Many organizations don’t have the resources to fund computer vision labs and create deep learning models and neural networks. They may also lack the computing power that is required to process huge sets of visual data. Companies such as IBM are helping by offering computer vision software development services. These services deliver pre-built learning models available from the cloud—and also ease demand on computing resources. Users connect to the services through an application programming interface (API) and use them to develop computer vision applications.

IBM has also introduced a computer vision platform that addresses both developmental and computing resource concerns. IBM Maximo® Visual Inspection includes tools that enable subject matter experts to label, train and deploy deep learning vision models—without coding or deep learning expertise. The vision models can be deployed in local data centers, the cloud and edge devices.

While it’s getting easier to obtain resources to develop computer vision applications, an important question to answer early on is: What exactly will these applications do? Understanding and defining specific computer vision tasks can focus and validate projects and applications and make it easier to get started.

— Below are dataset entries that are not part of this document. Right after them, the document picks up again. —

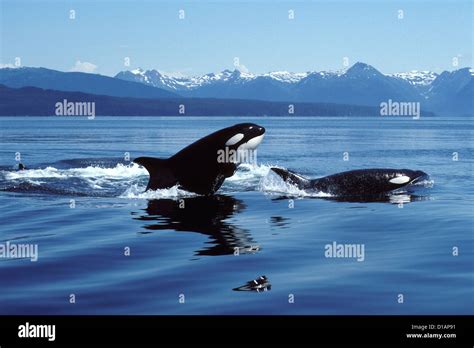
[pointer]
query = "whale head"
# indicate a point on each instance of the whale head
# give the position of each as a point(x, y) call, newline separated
point(243, 136)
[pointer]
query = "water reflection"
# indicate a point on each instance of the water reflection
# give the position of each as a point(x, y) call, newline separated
point(392, 198)
point(207, 215)
point(260, 284)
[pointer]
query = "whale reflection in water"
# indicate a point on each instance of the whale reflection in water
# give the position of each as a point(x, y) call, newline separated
point(207, 215)
point(259, 284)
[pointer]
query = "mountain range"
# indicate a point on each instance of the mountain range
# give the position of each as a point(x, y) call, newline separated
point(35, 101)
point(360, 85)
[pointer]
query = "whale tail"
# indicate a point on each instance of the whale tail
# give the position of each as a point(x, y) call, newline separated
point(291, 177)
point(161, 174)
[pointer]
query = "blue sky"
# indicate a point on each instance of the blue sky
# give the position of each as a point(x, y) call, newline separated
point(259, 33)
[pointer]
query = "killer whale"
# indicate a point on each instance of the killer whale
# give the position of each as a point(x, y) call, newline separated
point(358, 182)
point(201, 166)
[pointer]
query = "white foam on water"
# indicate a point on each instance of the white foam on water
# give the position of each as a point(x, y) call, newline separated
point(138, 192)
point(248, 171)
point(425, 183)
point(273, 184)
point(120, 171)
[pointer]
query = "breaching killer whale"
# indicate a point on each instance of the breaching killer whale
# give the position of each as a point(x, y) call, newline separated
point(355, 182)
point(199, 167)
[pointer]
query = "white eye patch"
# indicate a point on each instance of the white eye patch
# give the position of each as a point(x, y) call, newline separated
point(235, 139)
point(400, 180)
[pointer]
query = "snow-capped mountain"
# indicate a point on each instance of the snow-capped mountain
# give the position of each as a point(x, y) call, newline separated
point(159, 79)
point(417, 78)
point(173, 83)
point(361, 84)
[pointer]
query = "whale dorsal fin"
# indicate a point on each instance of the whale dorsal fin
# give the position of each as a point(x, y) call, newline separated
point(291, 177)
point(161, 175)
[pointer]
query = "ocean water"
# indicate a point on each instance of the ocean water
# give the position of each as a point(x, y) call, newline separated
point(119, 250)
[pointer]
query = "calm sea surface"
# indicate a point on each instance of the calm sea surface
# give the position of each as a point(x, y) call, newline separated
point(121, 251)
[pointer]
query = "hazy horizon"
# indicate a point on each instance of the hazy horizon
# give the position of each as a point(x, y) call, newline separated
point(208, 37)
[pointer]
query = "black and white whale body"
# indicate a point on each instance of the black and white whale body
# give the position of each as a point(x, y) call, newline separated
point(355, 182)
point(203, 166)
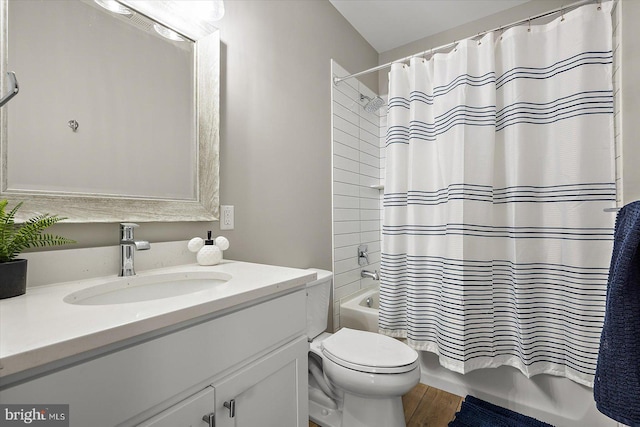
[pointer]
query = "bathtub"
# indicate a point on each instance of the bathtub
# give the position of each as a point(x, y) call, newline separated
point(361, 311)
point(556, 400)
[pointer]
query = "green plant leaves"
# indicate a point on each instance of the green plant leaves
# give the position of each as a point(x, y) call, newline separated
point(15, 238)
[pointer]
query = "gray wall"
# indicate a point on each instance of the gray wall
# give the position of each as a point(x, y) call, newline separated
point(630, 78)
point(275, 148)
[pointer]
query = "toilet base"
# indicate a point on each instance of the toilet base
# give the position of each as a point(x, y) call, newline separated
point(361, 411)
point(358, 411)
point(323, 416)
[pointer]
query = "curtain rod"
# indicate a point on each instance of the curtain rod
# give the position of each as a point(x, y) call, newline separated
point(337, 80)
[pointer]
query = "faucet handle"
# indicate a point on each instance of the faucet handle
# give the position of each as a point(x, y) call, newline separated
point(126, 230)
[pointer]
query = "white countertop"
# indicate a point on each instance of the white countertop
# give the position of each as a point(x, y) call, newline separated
point(39, 327)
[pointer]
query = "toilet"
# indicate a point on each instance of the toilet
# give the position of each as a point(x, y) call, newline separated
point(356, 378)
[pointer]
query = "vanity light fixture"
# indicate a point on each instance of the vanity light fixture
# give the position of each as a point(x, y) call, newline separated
point(167, 33)
point(114, 6)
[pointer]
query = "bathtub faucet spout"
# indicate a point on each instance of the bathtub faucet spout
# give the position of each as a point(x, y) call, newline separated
point(370, 274)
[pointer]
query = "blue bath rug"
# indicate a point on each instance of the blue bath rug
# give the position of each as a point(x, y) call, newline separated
point(478, 413)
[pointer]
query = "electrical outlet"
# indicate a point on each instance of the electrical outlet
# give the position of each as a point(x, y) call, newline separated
point(226, 217)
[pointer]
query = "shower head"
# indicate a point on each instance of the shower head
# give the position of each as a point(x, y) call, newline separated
point(373, 104)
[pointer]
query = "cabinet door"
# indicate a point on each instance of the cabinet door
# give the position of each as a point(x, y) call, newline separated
point(271, 392)
point(187, 413)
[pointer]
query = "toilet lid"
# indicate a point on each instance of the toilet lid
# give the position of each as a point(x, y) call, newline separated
point(369, 352)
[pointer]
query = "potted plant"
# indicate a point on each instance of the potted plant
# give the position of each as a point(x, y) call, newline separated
point(15, 238)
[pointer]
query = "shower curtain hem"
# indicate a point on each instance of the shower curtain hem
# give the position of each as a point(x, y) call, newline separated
point(495, 362)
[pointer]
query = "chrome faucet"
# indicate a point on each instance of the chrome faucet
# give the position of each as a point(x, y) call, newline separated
point(370, 274)
point(127, 246)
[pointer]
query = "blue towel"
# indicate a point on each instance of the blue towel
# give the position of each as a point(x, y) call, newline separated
point(617, 382)
point(478, 413)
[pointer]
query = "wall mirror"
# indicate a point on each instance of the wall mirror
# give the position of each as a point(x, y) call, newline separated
point(117, 118)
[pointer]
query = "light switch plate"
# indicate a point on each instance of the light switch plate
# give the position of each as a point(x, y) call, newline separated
point(226, 217)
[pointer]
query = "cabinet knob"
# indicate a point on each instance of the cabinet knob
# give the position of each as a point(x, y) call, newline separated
point(231, 406)
point(210, 419)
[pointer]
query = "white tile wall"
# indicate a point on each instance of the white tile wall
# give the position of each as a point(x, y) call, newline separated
point(356, 206)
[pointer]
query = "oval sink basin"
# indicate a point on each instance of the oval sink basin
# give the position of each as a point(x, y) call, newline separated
point(146, 288)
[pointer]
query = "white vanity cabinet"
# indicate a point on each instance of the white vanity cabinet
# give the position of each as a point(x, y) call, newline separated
point(254, 359)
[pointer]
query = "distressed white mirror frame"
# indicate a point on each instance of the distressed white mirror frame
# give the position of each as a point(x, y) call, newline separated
point(98, 208)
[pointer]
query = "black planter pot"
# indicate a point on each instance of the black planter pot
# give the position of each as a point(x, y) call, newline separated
point(13, 278)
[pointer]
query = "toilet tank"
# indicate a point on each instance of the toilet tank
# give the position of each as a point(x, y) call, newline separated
point(318, 299)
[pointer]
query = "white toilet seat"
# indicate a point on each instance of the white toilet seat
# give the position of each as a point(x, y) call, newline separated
point(369, 352)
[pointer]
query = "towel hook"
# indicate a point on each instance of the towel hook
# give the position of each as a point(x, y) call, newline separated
point(13, 90)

Here are a few examples of established computer vision tasks:

  • Image classification sees an image and can classify it (a dog, an apple, a person’s face). More precisely, it is able to accurately predict that a given image belongs to a certain class. For example, a social media company might want to use it to automatically identify and segregate objectionable images uploaded by users.
  • Object detection can use image classification to identify a certain class of image and then detect and tabulate their appearance in an image or video. Examples include detecting damages on an assembly line or identifying machinery that requires maintenance.
  • Object tracking follows or tracks an object once it is detected. This task is often executed with images captured in sequence or real-time video feeds. Autonomous vehicles, for example, need to not only classify and detect objects such as pedestrians, other cars and road infrastructure, they need to track them in motion to avoid collisions and obey traffic laws.7
  • Content-based image retrieval uses computer vision to browse, search and retrieve images from large data stores, based on the content of the images rather than metadata tags associated with them. This task can incorporate automatic image annotation that replaces manual image tagging. These tasks can be used for digital asset management systems and can increase the accuracy of search and retrieval.